What would be the best practice in determining, if flow needs to run the ETL or not, depending on source data being stale or not.
Context: I've got a google sheet from which I'd load data into Snowflake, which works great, however I'd like to avoid communicating with Snowflake, if the GS has not been updated since the last successful flow run.
My options the way I see it are
• Store state somewhere externally (would require quite a bit of extra code and moving parts)
• During flow runtime, check previous flow run status and time of run
• Check when the GS was last updated and compare the delta between that and NOW() with the flow's scheduled interval retrieved either during runtime or hardcoded
04/30/2023, 11:37 AM
I don't know much about google sheets, but as I understand it there is a last-modified timestamp? The simple solution is to store the last-modified timestamp in a Prefect variable, check against it and update it if you find it has been modified.

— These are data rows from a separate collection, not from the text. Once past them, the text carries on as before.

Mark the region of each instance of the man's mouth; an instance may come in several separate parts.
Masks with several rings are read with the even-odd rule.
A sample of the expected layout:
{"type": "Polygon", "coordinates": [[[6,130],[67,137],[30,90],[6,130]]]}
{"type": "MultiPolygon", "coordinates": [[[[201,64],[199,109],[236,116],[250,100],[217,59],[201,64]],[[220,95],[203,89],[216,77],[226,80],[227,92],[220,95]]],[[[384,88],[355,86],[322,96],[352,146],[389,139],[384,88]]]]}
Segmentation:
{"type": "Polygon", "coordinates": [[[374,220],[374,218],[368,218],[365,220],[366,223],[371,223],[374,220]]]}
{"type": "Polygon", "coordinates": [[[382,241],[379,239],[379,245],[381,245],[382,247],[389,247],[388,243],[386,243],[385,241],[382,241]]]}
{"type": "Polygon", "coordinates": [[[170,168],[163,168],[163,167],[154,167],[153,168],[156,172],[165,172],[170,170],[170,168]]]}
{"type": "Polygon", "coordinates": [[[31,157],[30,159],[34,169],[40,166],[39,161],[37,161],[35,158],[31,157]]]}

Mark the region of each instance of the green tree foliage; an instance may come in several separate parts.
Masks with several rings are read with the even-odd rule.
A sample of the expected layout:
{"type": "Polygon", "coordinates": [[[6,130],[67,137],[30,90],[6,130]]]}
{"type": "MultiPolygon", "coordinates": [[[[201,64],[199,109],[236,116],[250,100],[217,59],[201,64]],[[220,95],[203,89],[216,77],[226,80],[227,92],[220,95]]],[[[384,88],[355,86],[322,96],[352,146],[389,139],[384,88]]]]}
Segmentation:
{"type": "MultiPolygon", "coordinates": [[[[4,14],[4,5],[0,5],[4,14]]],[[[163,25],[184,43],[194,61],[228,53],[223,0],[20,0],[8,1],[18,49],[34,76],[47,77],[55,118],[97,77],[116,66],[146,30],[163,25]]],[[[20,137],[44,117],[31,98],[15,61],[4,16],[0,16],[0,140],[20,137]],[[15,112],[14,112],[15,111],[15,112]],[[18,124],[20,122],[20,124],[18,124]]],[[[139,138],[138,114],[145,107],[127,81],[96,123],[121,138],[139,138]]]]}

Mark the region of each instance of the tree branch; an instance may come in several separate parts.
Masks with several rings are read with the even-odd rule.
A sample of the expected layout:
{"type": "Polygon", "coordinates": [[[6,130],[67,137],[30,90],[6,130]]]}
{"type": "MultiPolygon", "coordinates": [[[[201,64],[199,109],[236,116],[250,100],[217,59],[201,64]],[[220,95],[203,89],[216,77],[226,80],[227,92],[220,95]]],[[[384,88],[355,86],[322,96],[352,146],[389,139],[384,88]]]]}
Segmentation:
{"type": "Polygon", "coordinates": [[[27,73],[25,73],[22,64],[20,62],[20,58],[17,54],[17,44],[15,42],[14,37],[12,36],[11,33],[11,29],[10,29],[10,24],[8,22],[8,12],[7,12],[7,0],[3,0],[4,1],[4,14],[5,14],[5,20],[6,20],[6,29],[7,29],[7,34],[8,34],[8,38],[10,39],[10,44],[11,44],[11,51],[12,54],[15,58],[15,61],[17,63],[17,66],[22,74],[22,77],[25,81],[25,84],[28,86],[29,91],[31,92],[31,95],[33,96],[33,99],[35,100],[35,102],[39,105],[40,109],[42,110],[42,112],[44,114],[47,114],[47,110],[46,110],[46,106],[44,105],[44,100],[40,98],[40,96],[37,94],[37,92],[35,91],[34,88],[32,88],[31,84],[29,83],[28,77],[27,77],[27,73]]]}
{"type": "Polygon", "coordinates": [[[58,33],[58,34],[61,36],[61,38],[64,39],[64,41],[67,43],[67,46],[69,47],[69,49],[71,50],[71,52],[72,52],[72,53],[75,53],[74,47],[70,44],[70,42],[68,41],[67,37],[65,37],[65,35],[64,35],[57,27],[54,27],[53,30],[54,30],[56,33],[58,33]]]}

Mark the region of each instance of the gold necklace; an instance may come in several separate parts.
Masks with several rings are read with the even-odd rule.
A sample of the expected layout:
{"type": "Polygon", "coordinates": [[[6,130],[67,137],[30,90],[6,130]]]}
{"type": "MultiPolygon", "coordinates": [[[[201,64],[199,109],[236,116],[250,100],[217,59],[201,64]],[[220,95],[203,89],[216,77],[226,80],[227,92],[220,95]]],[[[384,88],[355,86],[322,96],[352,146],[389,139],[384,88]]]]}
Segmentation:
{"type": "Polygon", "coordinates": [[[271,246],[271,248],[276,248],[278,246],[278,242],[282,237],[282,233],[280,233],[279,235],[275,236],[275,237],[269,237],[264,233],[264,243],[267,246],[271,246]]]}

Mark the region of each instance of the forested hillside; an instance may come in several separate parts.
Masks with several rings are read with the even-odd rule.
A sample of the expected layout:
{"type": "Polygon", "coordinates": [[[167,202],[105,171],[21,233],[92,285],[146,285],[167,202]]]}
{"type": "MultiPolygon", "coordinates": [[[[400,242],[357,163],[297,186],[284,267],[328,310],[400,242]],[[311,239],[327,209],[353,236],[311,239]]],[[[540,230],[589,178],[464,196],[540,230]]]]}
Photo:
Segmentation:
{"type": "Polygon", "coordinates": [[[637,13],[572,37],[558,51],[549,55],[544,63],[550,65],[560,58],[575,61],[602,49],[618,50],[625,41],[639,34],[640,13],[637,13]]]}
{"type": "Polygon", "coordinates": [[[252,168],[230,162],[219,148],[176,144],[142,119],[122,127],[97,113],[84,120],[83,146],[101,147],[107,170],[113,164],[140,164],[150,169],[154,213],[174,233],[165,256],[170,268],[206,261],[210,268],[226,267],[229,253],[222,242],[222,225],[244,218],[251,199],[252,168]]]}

If you load a lot of google sheets, or a lot of other data sources, I would take a look at some more dedicated E/L framework. I use Meltano from within Prefect, and I see Meltano has a google-sheets tap (although I haven't used it). https://hub.meltano.com/loaders/target-gsheet. This might take some more setup though, setting up a meltano project, and possibly use external state storage (S3, postgres or similar) if you use Docker.
04/30/2023, 1:38 PM
You have read my mind!
At first I did consider Meltano (i use it in some other use cases), but for this particular one it is little bit of overkill.
✅ prefect variables sounds perfect for this! Thank you!!!